Chris Cleave received a great deal of acclaim for his book, Little Bee (click for my mini review).

It was beautifully written, but I was glad to leave it behind because thematically it was so heavy.

Even in the several times I picked up Incendiary at the book store, I just couldn't bring myself to buy it because Little Bee left me so tired and sad.

But I had several hours to myself. And my new flight attendant friend offered it to me since she had just finished it. And I accidentally read it in its entirety in a little over four hours.


Cleave wrote Incendiary well before Little Bee in what he described as 'six insomniac weeks in 2004' right after his son was born and he found himself horrified by the world he was born into.

"In an emotionally raw voice alive with grief, compassion, and startling humor, a woman mourns the loss of her husband and son at the hands of one of history’s most notorious criminals. And in appealing to their executioner, she reveals the desperate sadness of a  broken heart and a working-class life blown apart." (source)

It seemed to have been written in a frenzy, about a woman that I found very hard to know. Her selfishness and detachment made it difficult to empathize with her as much as I wanted to.

The stunning prose I devoured in Little Bee was thrown to the wayside as the punctuation and grammar was neglected in order to portray the voice of a woman lacking in finesse and social graces, but well acquainted with grief. (It's similar to The Color Purple in that it takes a few chapters before feeling familiar with the dialect and voice).

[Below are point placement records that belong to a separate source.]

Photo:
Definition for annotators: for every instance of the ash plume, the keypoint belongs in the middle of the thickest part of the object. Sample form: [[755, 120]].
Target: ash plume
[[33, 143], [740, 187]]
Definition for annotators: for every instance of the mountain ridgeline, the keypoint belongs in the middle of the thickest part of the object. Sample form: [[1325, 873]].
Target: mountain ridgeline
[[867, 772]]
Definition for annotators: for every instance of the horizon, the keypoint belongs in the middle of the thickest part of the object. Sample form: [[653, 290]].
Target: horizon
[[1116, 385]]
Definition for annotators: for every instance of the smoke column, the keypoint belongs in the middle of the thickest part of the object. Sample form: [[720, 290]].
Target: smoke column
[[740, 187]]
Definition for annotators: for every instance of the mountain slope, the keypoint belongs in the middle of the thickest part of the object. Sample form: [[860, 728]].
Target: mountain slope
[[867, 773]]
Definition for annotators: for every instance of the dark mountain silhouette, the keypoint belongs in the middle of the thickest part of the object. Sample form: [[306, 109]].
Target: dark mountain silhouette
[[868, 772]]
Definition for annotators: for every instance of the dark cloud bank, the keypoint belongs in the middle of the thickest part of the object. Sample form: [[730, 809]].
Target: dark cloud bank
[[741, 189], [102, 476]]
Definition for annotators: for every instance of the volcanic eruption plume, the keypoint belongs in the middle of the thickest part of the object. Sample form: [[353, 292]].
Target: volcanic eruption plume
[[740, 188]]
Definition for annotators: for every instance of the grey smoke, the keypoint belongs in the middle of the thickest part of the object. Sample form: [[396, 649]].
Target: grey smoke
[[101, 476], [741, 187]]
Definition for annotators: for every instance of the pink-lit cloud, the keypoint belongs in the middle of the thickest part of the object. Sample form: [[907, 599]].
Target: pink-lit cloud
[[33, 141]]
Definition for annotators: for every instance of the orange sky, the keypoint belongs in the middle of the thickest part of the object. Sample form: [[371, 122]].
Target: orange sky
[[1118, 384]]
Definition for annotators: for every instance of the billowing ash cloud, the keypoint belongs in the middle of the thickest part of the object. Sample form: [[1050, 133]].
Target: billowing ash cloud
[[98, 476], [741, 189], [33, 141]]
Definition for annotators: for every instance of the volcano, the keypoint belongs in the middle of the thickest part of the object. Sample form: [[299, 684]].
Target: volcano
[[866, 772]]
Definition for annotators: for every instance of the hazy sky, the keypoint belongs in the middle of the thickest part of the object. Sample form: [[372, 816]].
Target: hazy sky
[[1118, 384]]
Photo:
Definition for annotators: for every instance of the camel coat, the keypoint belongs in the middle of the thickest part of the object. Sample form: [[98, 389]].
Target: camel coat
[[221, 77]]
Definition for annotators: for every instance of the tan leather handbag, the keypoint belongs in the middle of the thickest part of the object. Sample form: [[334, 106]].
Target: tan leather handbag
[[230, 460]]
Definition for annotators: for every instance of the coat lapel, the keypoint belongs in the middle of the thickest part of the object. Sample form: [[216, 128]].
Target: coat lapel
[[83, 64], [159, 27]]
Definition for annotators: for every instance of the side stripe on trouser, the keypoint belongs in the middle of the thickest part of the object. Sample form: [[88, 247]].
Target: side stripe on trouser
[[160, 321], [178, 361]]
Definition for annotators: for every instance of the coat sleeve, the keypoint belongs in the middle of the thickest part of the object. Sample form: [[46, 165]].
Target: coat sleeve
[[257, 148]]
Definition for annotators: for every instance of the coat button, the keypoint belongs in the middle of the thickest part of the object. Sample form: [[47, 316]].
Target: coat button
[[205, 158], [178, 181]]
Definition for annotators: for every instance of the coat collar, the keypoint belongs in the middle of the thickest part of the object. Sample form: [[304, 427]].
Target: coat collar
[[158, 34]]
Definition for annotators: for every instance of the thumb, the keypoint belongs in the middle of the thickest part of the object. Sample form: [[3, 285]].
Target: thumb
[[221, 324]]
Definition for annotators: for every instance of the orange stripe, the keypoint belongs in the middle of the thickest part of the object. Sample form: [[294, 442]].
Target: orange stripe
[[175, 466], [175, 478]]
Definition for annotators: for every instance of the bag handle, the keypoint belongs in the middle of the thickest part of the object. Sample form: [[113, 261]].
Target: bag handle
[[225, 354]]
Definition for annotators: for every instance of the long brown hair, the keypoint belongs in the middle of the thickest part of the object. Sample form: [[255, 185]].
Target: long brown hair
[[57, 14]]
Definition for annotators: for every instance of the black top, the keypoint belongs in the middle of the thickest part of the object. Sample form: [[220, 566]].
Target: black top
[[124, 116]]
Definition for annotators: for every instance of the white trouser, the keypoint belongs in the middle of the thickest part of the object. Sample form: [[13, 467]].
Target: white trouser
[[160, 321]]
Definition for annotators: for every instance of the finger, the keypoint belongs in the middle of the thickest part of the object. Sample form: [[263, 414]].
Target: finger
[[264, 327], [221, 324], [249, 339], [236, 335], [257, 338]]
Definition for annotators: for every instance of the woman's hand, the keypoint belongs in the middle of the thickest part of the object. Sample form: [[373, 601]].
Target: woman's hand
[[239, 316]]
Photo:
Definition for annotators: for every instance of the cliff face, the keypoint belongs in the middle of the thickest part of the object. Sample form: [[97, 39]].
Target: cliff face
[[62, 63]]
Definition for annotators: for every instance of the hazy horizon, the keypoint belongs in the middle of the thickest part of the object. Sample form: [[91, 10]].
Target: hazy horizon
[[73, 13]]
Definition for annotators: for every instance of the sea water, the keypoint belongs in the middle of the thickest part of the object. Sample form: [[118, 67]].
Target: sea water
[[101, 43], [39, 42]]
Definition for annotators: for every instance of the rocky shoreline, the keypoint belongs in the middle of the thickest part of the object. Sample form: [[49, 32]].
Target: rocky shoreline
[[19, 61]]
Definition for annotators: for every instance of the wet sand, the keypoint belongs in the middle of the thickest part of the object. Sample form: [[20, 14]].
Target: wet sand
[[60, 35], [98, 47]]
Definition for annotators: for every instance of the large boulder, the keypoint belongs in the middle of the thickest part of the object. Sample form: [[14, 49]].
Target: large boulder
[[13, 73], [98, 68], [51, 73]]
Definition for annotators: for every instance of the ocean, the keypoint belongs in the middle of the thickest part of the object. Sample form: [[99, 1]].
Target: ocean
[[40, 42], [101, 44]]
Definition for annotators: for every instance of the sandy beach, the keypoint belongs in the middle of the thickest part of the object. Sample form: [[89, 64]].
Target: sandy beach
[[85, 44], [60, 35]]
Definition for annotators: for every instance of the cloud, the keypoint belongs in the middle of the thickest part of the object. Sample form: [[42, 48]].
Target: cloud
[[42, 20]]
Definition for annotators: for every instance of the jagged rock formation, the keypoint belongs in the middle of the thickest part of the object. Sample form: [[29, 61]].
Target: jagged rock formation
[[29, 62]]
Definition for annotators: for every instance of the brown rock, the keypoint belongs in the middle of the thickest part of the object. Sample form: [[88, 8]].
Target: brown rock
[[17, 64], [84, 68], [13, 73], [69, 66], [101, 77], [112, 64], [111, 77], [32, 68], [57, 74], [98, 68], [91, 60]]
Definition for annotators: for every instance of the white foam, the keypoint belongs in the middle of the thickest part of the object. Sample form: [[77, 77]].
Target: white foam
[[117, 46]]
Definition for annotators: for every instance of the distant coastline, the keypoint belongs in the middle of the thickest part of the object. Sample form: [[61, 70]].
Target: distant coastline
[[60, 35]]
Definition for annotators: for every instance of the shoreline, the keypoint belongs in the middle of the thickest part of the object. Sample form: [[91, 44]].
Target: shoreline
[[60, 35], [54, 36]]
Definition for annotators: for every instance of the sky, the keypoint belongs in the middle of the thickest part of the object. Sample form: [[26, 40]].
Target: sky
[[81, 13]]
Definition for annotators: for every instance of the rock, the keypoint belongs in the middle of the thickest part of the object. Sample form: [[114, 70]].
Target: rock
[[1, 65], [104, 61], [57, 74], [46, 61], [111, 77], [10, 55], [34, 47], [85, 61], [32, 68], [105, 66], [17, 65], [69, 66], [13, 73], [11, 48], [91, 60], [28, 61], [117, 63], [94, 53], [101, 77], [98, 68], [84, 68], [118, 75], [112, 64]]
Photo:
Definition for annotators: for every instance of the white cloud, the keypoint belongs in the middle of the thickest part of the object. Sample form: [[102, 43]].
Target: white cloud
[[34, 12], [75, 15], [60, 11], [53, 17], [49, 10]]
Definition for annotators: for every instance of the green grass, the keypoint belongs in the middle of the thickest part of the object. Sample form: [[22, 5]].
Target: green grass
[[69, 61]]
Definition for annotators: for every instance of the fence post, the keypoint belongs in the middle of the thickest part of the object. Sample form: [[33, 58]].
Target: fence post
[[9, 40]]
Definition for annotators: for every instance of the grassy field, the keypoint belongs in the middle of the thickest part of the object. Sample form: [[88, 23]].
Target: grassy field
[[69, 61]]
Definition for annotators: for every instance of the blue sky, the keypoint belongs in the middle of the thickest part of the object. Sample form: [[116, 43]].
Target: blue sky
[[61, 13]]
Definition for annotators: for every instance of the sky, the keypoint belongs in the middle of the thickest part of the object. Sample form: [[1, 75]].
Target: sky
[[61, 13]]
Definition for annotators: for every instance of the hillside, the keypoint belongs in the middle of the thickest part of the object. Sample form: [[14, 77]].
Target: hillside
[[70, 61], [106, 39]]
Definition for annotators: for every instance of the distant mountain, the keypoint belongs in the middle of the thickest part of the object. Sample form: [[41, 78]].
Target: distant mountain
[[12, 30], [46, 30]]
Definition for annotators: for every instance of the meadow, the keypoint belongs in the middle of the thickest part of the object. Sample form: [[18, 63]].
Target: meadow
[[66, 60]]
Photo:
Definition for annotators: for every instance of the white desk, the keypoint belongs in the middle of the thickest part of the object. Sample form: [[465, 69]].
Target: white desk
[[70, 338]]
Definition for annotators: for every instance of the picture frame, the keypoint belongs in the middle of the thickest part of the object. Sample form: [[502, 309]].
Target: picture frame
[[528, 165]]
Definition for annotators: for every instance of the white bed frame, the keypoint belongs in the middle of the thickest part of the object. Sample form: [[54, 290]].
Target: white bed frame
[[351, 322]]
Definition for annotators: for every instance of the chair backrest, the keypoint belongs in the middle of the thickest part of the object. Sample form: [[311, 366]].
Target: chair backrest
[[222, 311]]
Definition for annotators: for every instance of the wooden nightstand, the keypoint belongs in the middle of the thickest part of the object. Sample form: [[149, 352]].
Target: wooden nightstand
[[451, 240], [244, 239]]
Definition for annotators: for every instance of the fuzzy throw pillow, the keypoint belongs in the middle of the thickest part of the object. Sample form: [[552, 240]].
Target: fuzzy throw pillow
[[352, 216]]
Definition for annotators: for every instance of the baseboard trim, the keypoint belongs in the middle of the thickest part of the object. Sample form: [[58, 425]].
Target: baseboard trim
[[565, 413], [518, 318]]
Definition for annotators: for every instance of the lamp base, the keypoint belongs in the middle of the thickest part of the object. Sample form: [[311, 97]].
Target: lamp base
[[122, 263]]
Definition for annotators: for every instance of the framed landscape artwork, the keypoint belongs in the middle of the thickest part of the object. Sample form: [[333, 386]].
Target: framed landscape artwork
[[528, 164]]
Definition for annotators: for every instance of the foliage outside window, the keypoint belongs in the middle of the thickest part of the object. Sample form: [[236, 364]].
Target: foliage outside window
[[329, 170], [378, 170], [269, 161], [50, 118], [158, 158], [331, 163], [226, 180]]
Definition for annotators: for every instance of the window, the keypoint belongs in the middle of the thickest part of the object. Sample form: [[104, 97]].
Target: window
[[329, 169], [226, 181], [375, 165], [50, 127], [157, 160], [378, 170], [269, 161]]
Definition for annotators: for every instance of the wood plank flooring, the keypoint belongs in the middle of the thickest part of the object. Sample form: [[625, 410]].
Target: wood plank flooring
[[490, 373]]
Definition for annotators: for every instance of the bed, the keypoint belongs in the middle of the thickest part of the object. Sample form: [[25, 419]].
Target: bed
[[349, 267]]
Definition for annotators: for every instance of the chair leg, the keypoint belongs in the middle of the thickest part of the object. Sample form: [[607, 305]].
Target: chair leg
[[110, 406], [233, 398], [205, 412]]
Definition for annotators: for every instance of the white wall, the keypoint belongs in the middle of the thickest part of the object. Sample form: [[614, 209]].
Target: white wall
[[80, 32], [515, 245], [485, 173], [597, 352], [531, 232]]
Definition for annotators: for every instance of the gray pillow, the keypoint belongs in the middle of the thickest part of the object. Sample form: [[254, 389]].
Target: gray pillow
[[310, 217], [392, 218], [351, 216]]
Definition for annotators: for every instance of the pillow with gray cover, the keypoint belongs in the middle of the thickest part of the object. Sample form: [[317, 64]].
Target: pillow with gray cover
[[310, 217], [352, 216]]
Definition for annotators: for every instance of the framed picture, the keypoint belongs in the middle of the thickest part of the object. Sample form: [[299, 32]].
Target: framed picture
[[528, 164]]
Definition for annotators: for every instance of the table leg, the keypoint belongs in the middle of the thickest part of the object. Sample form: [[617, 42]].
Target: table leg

While I appreciated Cleave's ability to write about such a grotesquely bizarre story of grief, I just can't recommend it. Instead of resolve, the characters unraveled and I closed the book feeling as if I'd been dragged through a saga that never had resolve. It was harrowing without hope, and I felt consistently alienated from the characters due to their lack of compassion for anyone.

Chris Cleave is a fantastically gifted writer. But boy wears me out.